C&C 41

Development
- Designer: Robert W. Ball
- Location: Canada
- Year: 1981
- No. built: 127
- Builder: C&C Yachts
- Name: C&C 41

Boat
- Displacement: 17,500 lb (7,938 kg)
- Draft: 7.80 ft (2.38 m)

Hull
- Type: Monohull
- Construction: Fibreglass
- LOA: 40.75 ft (12.42 m)
- LWL: 33.33 ft (10.16 m)
- Beam: 12.92 ft (3.94 m)
- Engine: Yanmar 3HM35F diesel engine

Hull appendages
- Keel: fin keel
- Ballast: 8,000 lb (3,629 kg)
- Rudder: internally-mounted spade-type rudder

Rig
- Rig type: Bermuda rig
- I foretriangle height: 56.00 ft (17.07 m)
- J foretriangle base: 16.50 ft (5.03 m)
- P mainsail luff: 50.00 ft (15.24 m)
- E mainsail foot: 14.00 ft (4.27 m)

Sails
- Sailplan: Masthead sloop
- Mainsail area: 350.00 sq ft (32.516 m^{2})
- Jib/genoa area: 462.00 sq ft (42.921 m^{2})
- Total sail area: 812.00 sq ft (75.437 m^{2})

Racing
- PHRF: 108 (average)

= C&C 41 =

Sailboat class

The C&C 41 is a Canadian sailboat, that was designed by Robert W. Ball at the request of Jim Plaxton, who had purchased C&C Yachts in 1981. Plaxton wanted an International Offshore Rule racer and the resulting design went into production in 1981.

==Design==
The C&C 41 is a recreational keelboat, built predominantly of fibreglass, with wood trim. It has a masthead sloop rig, a raked stem, a raised reverse transom, an internally-mounted spade-type rudder controlled by a wheel and a fixed fin keel or optionally keel and centreboard. The fixed keel version displaces 17500 lb and carries 8000 lb of lead ballast.

The keel-equipped version of the boat has a draft of 7.80 ft, while the centreboard-equipped version has a draft of 8.00 ft with the centreboard extended and 4.92 ft with it retracted.
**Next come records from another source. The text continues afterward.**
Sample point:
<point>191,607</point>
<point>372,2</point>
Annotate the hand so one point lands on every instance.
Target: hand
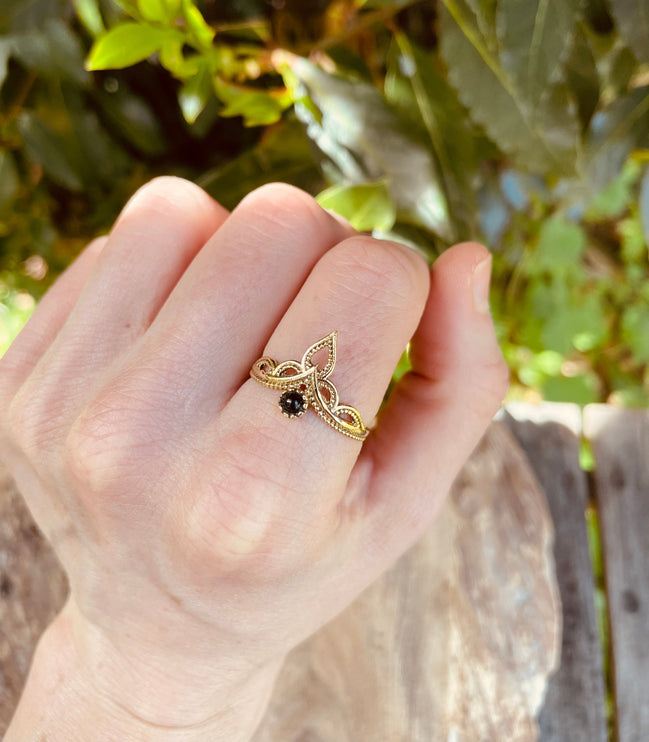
<point>205,534</point>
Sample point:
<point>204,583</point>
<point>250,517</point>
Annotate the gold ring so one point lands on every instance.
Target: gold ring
<point>307,385</point>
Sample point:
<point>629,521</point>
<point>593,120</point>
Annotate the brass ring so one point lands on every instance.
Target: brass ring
<point>306,385</point>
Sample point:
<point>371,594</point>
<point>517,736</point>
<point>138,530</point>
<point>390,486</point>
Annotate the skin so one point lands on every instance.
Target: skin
<point>203,533</point>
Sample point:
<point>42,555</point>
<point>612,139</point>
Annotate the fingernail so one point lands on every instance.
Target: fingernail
<point>480,280</point>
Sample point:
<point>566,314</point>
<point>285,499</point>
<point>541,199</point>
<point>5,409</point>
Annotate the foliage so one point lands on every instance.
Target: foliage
<point>521,123</point>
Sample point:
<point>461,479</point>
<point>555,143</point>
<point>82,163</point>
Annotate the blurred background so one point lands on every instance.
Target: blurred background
<point>521,123</point>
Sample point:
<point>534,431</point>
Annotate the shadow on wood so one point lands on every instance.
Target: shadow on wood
<point>453,644</point>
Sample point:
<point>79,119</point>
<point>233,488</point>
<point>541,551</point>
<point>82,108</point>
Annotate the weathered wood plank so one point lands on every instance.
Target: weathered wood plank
<point>455,642</point>
<point>574,707</point>
<point>32,589</point>
<point>620,442</point>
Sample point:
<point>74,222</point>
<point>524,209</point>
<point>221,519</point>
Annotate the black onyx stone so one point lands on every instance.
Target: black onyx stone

The boat was also produced in "GP" and "Limited Edition" models, both introduced in 1981 as well. The GP has a 1.00 ft shorter mast and a displacement of 16800 lb. Length overall is the same for all models, but the waterline length varies. The C&C 41 has a waterline length of 33.33 ft, while the GP is 33.50 ft and the Limited Edition is 33.48 ft.

The boat is fitted with a Japanese Yanmar 3HM35F diesel engine. The fuel tank holds 20 u.s.gal and the fresh water tank has a capacity of 60 u.s.gal.

The fixed fin keel base design has a PHRF racing average handicap of 108 with a high of 111 and low of 105. It has a hull speed of 7.74 kn. The centreboard version has a PHRF racing average handicap of 81 with a high of 90 and low of 78, along with a hull speed of 7.76 kn. The GP version has a PHRF racing average handicap of 66 with a high of 66 and low of 66, with a hull speed of 7.76 kn. The limited edition has a PHRF racing average handicap of 72 with a high of 75 and low of 69, with a hull speed of 7.75 kn.